Fresh DNA analysis, which Mainali’s lawyers had been urging for years, established last month that semen and body hair at the scene were not Mainali’s after all. The legal implications are not yet clear. Will there be a retrial? If so, will it establish Mainali’s innocence? Preliminary indications are that prosecutors will dig in their heels and insist Mainali’s guilt is proved by other evidence. They have much invested in the verdict as it stands — what’s left of their collective reputation, for one thing, following revelations of several blatant miscarriages of justice, conspicuous among them the cases of Toshikazu Sugaya, freed in 2009 after 17 years behind bars for a child-murder he never committed, and senior Health, Labor and Welfare Ministry bureaucrat Atsuko Muraki, indicted in 2009 for alleged abuse of office, acquitted a year later after prosecutors were caught tampering with the evidence.
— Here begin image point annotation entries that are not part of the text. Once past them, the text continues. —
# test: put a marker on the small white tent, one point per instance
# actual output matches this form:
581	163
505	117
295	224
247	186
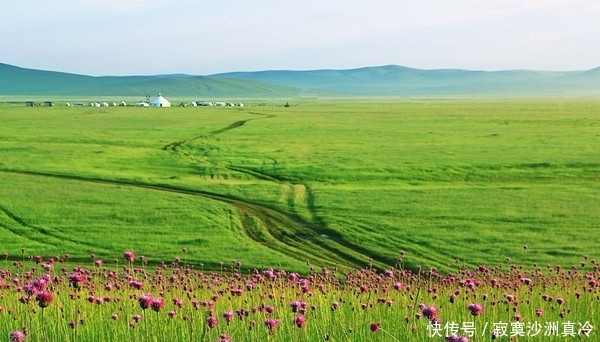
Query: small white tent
160	101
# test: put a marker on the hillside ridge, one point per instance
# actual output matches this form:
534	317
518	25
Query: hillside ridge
387	80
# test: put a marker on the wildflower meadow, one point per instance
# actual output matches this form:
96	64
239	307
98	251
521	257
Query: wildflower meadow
126	299
375	219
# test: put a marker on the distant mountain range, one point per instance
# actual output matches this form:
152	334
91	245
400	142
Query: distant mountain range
391	80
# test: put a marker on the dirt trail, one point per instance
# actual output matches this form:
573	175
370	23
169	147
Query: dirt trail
269	226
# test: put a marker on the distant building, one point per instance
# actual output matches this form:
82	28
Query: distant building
160	101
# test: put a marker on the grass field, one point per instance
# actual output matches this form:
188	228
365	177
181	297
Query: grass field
452	183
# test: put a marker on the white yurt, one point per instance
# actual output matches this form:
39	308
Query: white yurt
160	101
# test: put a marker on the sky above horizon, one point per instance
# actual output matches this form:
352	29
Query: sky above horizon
142	37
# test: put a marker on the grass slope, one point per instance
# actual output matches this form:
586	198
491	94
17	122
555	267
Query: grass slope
391	80
20	81
328	183
403	81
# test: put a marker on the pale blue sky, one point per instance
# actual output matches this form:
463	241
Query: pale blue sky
131	37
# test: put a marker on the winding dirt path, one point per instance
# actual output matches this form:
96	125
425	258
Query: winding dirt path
268	226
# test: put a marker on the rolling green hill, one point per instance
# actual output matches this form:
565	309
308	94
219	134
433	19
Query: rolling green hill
402	81
391	80
20	81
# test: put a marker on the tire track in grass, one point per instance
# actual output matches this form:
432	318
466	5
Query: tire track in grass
269	226
320	235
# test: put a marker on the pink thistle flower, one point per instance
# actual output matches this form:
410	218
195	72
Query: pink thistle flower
16	336
44	299
178	302
335	306
76	279
224	338
129	256
157	304
430	312
271	324
475	309
300	321
228	315
212	322
145	301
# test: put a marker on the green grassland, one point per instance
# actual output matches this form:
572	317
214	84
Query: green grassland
453	183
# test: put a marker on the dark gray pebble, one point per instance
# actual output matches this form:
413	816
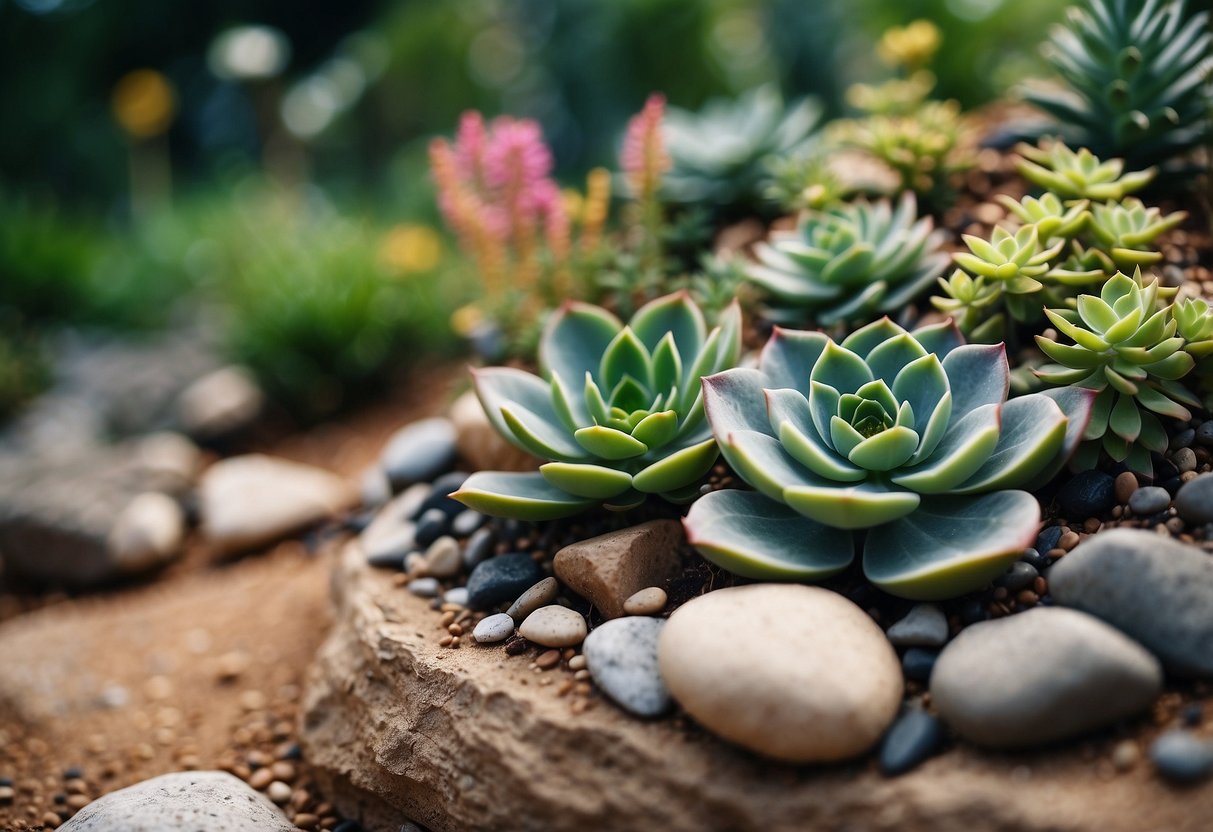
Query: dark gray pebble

And in fact, defense lawyers quoted by the weekly Shukan Asahi charge police with deliberately covering up evidence favorable to Mainali.
If found innocent, notes tabloid Nikkan Gendai, Mainali, now 44, would be eligible for compensation of anywhere from ¥1,000 to ¥12,500, depending on circumstances, for every day of wrongful imprisonment. Potential total: ¥65 million.
“You know,” Mainali’s wife Radha told the Nepali Times back in 2001, “he really didn’t have to go to Japan. He just wanted to have some income to build a house in Katmandu.”